Completely disagree with this thought he wasn't good and did nothing in college and think it is lacking important context. You can't just look at the box score and assume he wasn't good.
Jacobs came in as one of the lower-rated RB recruits Alabama has brought in but still carved out a big role as a true freshman in 2016 despite a loaded depth chart. 5-star sophomore Damien Harris and productive 4th-year, 22 year-old Bo Scarbrough, were the top two but Jacobs finished not too far behind them with 723 total yards. He was stuck behind the same two older guys in 2017 but still finished 3rd in yards and held off the #1 RB recruit in the nation (Najee Harris) on the depth chart.
Then in 2018, he had slightly fewer yards than Harris again but led the team in touchdowns and was the go-to guy in big games and in key situations. The fact of the matter is that Alabama had at least three RBs last year that will be drafted in the first 3 rounds and they blew out almost every opponent they played. Damien Harris is going to be a top 5 RB in this class and Najee Harris should be a top 5 RB next draft. The 4th guy, Brian Robinson could play in the NFL as well. So, of course, they weren't going to give any of their top 3 a heavy workload and none of the three had any chance of putting up huge numbers given the situation and shared touches.

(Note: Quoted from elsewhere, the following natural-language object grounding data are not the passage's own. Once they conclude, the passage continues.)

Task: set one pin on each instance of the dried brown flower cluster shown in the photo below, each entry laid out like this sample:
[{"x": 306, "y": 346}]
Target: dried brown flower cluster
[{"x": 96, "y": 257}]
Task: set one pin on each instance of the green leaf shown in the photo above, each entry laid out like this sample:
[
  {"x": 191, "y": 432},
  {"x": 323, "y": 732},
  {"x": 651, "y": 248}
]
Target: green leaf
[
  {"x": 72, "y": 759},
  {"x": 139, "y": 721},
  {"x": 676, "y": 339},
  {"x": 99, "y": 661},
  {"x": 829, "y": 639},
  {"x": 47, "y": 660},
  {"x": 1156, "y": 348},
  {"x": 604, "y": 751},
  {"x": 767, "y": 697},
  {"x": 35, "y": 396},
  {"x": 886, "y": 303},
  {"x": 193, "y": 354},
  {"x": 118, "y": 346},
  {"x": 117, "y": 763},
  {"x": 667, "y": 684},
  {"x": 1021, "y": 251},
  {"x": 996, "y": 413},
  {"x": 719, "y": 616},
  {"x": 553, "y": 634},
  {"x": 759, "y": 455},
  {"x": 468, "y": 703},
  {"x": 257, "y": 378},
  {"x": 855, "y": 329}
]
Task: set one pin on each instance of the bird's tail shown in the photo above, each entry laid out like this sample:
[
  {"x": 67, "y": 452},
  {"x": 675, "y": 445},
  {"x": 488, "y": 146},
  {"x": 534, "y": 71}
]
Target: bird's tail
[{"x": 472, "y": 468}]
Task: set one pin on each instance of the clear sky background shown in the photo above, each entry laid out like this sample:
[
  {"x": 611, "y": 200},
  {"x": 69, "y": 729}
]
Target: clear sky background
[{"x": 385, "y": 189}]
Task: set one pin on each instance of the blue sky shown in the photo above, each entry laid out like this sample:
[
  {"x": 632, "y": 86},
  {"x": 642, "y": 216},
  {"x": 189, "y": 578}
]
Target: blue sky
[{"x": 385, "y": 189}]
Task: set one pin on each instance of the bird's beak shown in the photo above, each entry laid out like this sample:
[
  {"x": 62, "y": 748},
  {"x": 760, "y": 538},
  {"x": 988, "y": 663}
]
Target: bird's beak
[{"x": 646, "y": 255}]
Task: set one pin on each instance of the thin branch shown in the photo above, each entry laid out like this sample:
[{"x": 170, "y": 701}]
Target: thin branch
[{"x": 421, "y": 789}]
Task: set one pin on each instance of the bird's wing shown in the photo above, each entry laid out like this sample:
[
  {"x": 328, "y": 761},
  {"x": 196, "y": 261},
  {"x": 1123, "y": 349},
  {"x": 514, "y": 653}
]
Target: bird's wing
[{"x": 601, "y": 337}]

This reminds me a bit of when a lot of people knocked Michael Thomas as a prospect because he didn't have a huge "market share" at Ohio State. But he was sharing the field with a half dozen other NFL-caliber skill position players (Ezekiel Elliott, Curtis Samuel, Braxton Miller, Jalin Marshall, Nick Vannett, Jeff Heuerman, etc.) and OSU made it a point to spread it around to try to keep everybody happy.